Hair loss is a normal process that occurs throughout the year. However, in the fall, the number of hairs that fall out can be doubled or even quadrupled compared to the usual rate. This phenomenon is explained by the number of hairs that reach the end of their life cycle during this season. Indeed, during the summer, we observe a decrease in the production of melatonin. This hormone, produced by the pineal gland, is inhibited in the presence of light. It is involved in the hair cycle by increasing the anagen phase (growth phase).

Clinical studies have shown that in women suffering from androgenetic alopecia, a solution of melatonin applied to their scalp increased their hair growth by extending the anagen phase compared to control groups. These results confirm that this hormone plays a role in the hair cycle, although its mechanism remains unknown. Thus, in summer, the amount of daily light is higher due to the lengthening of the day. Melatonin is therefore inhibited, and the hair quickly enters the catagen phase and then the telogen phase. This process can take a few months, which explains why our hair only falls out at the beginning of autumn.

Other external or internal factors can also exacerbate hair loss in the fall. This is the case with vitamin and mineral deficiencies. Indeed, for growth, strands require vitamin B, zinc, sulfur, silicon, omega-3, and/or iron. The stress, fatigue, and hormones are also factors that intensify the autumnal hair loss.

How to limit hair loss in the fall?

To combat seasonal hair loss, adopt treatments that provide your hair with the elements it needs to strengthen.

You can apply one to two pipettes of ourDensifying Scalp Treatmentcontaining pea peptides and ginger extract to the entire dry scalp once a day, in the morning or evening. This treatment contains 2% pea peptides, elements rich in phytonutrients, particularly isoflavones, which stimulate specific molecules in the dermal papilla that are essential for reactivating hair growth and extending the hair cycle. The life cycle of the hair is extended and the hair appears visibly denser after 3 months of treatment.

Furthermore, favor foods rich in vitamin D, particularly mushrooms, avocados, or fatty fish such as herring, sardines, or salmon.
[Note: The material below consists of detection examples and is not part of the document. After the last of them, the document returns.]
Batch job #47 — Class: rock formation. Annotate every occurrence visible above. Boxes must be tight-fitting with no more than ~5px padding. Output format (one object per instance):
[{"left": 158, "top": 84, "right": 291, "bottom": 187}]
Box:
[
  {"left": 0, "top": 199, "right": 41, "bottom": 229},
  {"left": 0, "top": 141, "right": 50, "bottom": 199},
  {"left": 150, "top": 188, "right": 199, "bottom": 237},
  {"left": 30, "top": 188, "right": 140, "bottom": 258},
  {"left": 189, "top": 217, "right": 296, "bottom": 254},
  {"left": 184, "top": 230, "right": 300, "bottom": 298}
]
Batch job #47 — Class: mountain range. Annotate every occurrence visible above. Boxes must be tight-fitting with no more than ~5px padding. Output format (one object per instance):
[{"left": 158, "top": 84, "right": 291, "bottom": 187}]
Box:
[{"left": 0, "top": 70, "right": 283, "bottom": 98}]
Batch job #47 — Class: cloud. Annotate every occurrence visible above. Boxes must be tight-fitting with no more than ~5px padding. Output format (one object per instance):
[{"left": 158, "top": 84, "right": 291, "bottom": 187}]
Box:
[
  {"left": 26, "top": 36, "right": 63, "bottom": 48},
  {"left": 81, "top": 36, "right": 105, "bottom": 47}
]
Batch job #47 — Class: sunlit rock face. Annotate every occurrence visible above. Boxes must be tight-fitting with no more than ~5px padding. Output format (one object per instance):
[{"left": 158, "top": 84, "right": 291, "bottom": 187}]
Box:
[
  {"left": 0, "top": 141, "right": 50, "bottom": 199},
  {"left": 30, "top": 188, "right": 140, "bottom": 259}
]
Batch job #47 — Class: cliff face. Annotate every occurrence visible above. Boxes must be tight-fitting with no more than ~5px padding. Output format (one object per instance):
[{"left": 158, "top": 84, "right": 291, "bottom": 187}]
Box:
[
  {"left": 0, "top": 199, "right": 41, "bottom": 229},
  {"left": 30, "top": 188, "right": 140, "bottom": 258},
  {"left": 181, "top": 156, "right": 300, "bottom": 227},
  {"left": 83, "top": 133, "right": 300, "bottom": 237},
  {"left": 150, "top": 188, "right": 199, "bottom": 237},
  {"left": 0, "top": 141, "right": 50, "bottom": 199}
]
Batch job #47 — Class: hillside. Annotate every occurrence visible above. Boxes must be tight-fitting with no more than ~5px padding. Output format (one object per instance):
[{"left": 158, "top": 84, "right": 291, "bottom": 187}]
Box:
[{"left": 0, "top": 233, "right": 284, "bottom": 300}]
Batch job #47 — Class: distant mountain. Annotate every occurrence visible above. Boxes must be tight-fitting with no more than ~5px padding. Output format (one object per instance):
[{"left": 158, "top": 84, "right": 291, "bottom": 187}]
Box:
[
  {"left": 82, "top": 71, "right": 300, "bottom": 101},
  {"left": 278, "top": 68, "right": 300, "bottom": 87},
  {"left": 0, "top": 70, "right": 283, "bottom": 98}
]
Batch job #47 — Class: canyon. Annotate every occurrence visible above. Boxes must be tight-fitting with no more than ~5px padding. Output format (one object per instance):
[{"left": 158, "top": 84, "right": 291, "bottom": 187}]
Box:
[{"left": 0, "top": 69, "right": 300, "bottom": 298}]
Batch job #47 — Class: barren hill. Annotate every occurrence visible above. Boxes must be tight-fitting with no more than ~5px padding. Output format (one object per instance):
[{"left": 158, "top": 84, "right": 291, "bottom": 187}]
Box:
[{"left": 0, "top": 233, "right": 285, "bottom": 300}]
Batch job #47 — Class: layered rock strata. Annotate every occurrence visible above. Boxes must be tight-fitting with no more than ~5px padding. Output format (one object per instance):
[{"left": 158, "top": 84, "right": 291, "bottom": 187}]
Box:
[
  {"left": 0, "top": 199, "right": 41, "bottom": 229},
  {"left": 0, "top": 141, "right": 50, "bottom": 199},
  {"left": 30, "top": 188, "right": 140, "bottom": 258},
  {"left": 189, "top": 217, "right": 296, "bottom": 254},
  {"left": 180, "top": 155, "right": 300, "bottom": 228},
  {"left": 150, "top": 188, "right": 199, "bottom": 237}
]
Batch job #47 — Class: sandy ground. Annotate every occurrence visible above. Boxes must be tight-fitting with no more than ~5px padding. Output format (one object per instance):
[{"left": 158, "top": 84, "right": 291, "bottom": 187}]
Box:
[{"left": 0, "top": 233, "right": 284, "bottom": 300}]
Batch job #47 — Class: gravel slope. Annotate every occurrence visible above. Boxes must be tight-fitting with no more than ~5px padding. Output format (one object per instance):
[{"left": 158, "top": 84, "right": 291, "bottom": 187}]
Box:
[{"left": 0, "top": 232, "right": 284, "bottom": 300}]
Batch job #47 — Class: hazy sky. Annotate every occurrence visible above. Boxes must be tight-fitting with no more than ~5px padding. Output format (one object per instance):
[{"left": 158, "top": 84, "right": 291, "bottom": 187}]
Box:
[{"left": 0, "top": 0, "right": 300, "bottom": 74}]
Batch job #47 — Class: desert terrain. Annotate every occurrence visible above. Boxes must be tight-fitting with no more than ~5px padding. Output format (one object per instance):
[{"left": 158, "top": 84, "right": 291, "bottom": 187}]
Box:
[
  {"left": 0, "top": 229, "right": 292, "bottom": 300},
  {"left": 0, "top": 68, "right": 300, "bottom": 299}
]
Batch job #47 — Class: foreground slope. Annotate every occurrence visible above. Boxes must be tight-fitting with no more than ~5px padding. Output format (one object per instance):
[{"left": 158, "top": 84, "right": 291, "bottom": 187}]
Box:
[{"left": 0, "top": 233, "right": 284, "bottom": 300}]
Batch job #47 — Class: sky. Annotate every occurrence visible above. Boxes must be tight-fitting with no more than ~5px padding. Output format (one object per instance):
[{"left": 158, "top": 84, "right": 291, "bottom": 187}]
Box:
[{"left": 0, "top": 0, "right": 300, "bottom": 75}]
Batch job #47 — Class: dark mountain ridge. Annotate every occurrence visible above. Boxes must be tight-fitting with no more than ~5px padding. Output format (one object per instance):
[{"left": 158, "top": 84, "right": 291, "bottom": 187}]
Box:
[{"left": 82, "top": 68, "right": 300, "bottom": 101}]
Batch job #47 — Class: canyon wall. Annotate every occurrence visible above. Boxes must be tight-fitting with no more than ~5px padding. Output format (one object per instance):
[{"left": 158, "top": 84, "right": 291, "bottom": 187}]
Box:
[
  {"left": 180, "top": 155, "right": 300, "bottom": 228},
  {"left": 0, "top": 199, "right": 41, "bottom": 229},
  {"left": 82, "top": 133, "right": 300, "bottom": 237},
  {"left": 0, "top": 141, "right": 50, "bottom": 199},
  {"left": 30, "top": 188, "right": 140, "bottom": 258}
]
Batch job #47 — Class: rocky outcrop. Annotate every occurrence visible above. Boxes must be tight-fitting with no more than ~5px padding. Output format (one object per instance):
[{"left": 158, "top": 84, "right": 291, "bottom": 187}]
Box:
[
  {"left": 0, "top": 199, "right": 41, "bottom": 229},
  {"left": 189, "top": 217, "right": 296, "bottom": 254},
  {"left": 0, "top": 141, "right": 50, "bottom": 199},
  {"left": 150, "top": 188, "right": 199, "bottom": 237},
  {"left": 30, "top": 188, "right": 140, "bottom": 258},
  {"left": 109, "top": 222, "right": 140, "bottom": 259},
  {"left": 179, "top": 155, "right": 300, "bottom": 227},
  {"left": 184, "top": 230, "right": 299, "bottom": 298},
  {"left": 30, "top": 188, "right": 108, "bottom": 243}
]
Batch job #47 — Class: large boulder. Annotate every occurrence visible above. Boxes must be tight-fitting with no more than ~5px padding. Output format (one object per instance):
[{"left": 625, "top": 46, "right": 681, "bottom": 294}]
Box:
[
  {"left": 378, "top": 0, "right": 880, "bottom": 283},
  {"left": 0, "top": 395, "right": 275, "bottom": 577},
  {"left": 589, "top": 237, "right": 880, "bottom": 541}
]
Hair follicles have vitamin D receptors (VDR: Vitamin D Receptor) that play a role in hair renewal and growth. Vitamin D helps to contribute to hair growth by promoting the anagen phase. Its deficiency, typically observed in autumn and winter when the days shorten, leads to hair loss.

Note: Other simple actions such as reducing the frequency of washing, letting them air dry, and avoiding tying them up too often will help to not weaken your hair and limit their fall.

Sources

  • RANDALL V. A. & al. Seasonal changes in human hair growth. British Journal of Dermatology (1991).

  • COURTOIS M. & al. Periodicity in the growth and shedding of hair. British Journal of Dermatology (1996).

  • FISCHER T. W. & al. Melatonin increases anagen hair rate in women with androgenetic alopecia or diffuse alopecia: results of a pilot randomized controlled trial. British Journal of Dermatology (2004).